The size of the place is also not a surprise. I stood midway on the train tracks in Birkenau and looked down to the far trees. It’s like standing at the Polk County Courthouse and looking east down Court Avenue all the way to the Des Moines River. Now, do that same distance in all four directions. There you go. The size of Birkenau.
Auschwitz and Birkenau were distinct camps, but they were really part of the same complex made up of several nearby camps. Birkenau’s claim was its ability to kill and cremate the most people in the quickest time. It had four main gas chambers with crematoriums, each able to murder 5000 people a day. Efficiency was documented and prized by the Nazis. Meticulous work orders were saved even for the crematoriums. No surprise.
I was also not surprised by the display of hundreds of canisters of deadly gas pellets, Zyklon-B, that were poured down the chimneys into the gas chambers.
Our guide, a Polish woman, who committed to this life’s work when she was 18, told us that the poison gas pellets were activated by the heat of the victims’ bodies. Even the choice of poison seemed to underscore Nazi hatred. The Jews must die, according to the Nazis, as long as their bodies are warm. Hate is not surprising. Gut-wrenching. Horrible. But not surprising.
No, I was surprised by only one thing . . . .
The three of us walked through the main gate of Birkenau, down the tracks that run on and on until they don’t, and then we turned to the right. We passed the gas chambers and crematoriums that the Nazis tried to destroy before the Soviets arrived. Crematorium III, with it’s stairs going downward into the large vault where thousand upon thousands had their final moments. Crematorium IV, which was destroyed in a mutiny by Jewish prisoners in 1944 — three SS men dead — 250 Jews killed. The ruins of Crematorium V.
And then we looked up.
We are totally alone. Not another human soul. Birds call somewhere in the far distance. Muted. The grey sky empties the late-winter landscape of all color. Dusk in the middle of the afternoon. Everything appears to be descending, enveloping, eroding.
And then there’s the birch trees. They rise up out of the forest floor, stately and proud, watching us watch.
There’s a picture, taken by one of the SS officers in 1944, showing dozens of mothers and children, and an old man or two, next to these trees. Waiting to go into the gas chamber. Sitting and standing in this forest. Moments from death. Innocent.
I ask our guide if it was really this peaceful back then.
“Yes,” she says. “I have talked to several survivors who said it was very quiet because no one wanted to say anything that would draw the Nazi’s notice. If the Nazis noticed them, they were beaten or shot.”
And are these the same trees as back then? “Yes,” she says. I later read that the Polish variety of the “common birch tree” lives to over 100 years.
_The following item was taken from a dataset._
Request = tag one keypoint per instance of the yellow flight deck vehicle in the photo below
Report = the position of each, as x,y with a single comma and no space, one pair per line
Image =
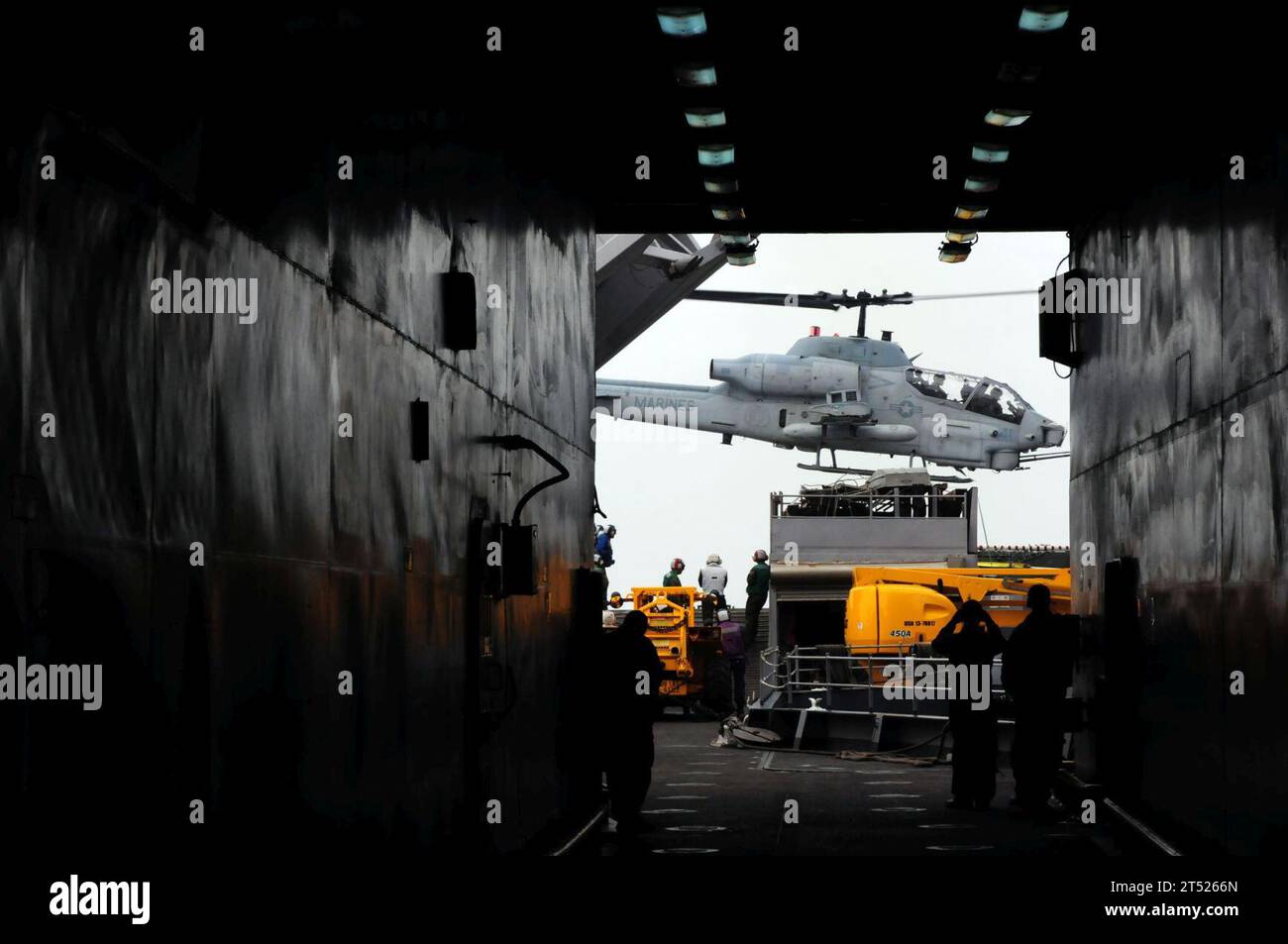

The guide considers me as I look closely at the trees, and she says: “You know, the name ‘Birkenau’ means birch trees.”
Of course it does. Certainly it does. How could it not? A nightmare wrapped in festive paper.
Yes, I admit it, I am totally surprised as I stand next to these trees. I know it doesn’t make sense. I know I’m an old guy whose mind is on the way out. I know that crazy is actually crazy. But I can’t stop thinking — given what the birch trees saw, how can they not be weeping?